Moiliili man always willing to give of himself — literally

Michael Tsai

You might not know Patrick Gartside personally, but surely you know someone like him.

When you’re moving house, he’s the guy walking backward downstairs holding the other end of your dresser.

When it’s two days before payday and your fuel gauge is dancing around "E," he’s the friend in deed digging deep in his pockets to match the handful of coins you’ve harvested from your dashboard ashtray.

He’s that dude you call in the middle of the night when you have only one phone call.

Only, for the real Patrick Gartside, such everyday altruism is sundry stuff. What makes the 28-year-old programmer from Moiliili truly remarkable are the sacrifices he makes for people he doesn’t even know.

Need blood, you say?

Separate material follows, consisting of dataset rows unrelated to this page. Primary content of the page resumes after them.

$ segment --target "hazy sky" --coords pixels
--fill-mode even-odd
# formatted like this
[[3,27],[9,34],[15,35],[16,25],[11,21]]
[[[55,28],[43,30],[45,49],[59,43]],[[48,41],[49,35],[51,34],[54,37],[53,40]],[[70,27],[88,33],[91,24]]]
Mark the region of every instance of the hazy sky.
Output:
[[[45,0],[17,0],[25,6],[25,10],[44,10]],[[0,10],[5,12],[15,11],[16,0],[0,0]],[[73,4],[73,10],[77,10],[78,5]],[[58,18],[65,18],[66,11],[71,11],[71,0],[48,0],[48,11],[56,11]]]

Hand me the little rubber ball. A little low on platelets? Mi bone marrow es su bone marrow. Kidney? Why not? I’ve got two!

Friends think Gartside is a saint in waiting. Others wonder whether he might be a little, well, nuts. Gartside doesn’t care. He figures that if he can be of help to someone, even someone he’ll never meet, why wouldn’t he?

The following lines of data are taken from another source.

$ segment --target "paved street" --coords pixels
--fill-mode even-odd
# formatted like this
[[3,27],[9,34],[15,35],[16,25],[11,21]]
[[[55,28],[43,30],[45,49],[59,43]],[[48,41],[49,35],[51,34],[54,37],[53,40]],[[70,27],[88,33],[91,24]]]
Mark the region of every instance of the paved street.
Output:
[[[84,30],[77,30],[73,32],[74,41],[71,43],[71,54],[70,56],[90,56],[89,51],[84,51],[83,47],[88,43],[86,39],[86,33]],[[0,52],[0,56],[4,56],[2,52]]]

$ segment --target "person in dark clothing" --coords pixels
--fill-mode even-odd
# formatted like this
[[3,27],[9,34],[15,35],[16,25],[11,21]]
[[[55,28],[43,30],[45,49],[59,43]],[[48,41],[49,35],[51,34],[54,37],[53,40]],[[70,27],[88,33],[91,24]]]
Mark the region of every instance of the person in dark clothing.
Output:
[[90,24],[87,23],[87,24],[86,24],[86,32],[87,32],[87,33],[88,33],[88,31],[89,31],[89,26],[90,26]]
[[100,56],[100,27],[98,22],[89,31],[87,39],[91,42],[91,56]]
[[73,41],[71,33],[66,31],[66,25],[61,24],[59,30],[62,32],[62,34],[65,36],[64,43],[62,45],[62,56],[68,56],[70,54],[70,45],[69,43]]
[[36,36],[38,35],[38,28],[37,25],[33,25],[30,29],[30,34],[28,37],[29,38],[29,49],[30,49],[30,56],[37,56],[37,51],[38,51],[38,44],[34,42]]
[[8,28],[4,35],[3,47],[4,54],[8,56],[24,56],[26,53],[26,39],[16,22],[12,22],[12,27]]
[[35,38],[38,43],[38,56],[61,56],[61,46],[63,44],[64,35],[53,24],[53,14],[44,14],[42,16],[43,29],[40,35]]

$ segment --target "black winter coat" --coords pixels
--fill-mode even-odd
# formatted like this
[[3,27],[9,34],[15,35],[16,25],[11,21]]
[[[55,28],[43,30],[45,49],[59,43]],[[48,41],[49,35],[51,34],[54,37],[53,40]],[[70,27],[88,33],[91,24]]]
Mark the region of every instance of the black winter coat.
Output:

It began with blood. Gartside started donating in high school and has already contributed some 40 pints.

During a 2004 visit to St. Francis Medical Center, Gartside met the folks from the Hawaii Bone Marrow Donor Registry. He signed up, of course, and six months later he was taking time off from his delivery job to undergo a peripheral blood stem cell procedure.

"I was told that (the recipient) was a gentleman from the mainland and that the procedure went well," Gartside says. "I hope it did. It’s such a minor thing for an individual to do, but it can make a big impact."

Gartside was back at St. Francis for a follow-up exam a few years later when he noticed the Transplant Institute of the Pacific office and stopped by to investigate. It didn’t take long for him to realize that his body housed an extra piece that someone else desperately needed to survive. What could he do? On May 1, 2008, after several discussions with concerned friends and family, Gartside allowed doctors to remove one of his kidneys so that a woman on Maui would have a chance to see her grandkids grow up.

"It’s nice to know she can have a good, healthy life," Gartside says.

For all that he has been through, Gartside is in great health. His only health issues seem to be a pathological compulsion to continue helping and a severe allergy to praise.

He recently learned that it’s possible to donate a portion of his liver without long-term complications. It’s a matter of time before he does.

Gartside insists there is no great narrative attached to his generosity — no beloved relative who died on the waiting list, no misspent youth for which to atone. Perhaps the truth is just too simple for people to accept.

"People make like it’s such an extraordinary thing, but it’s really not," Gartside says. "It just feels good to help."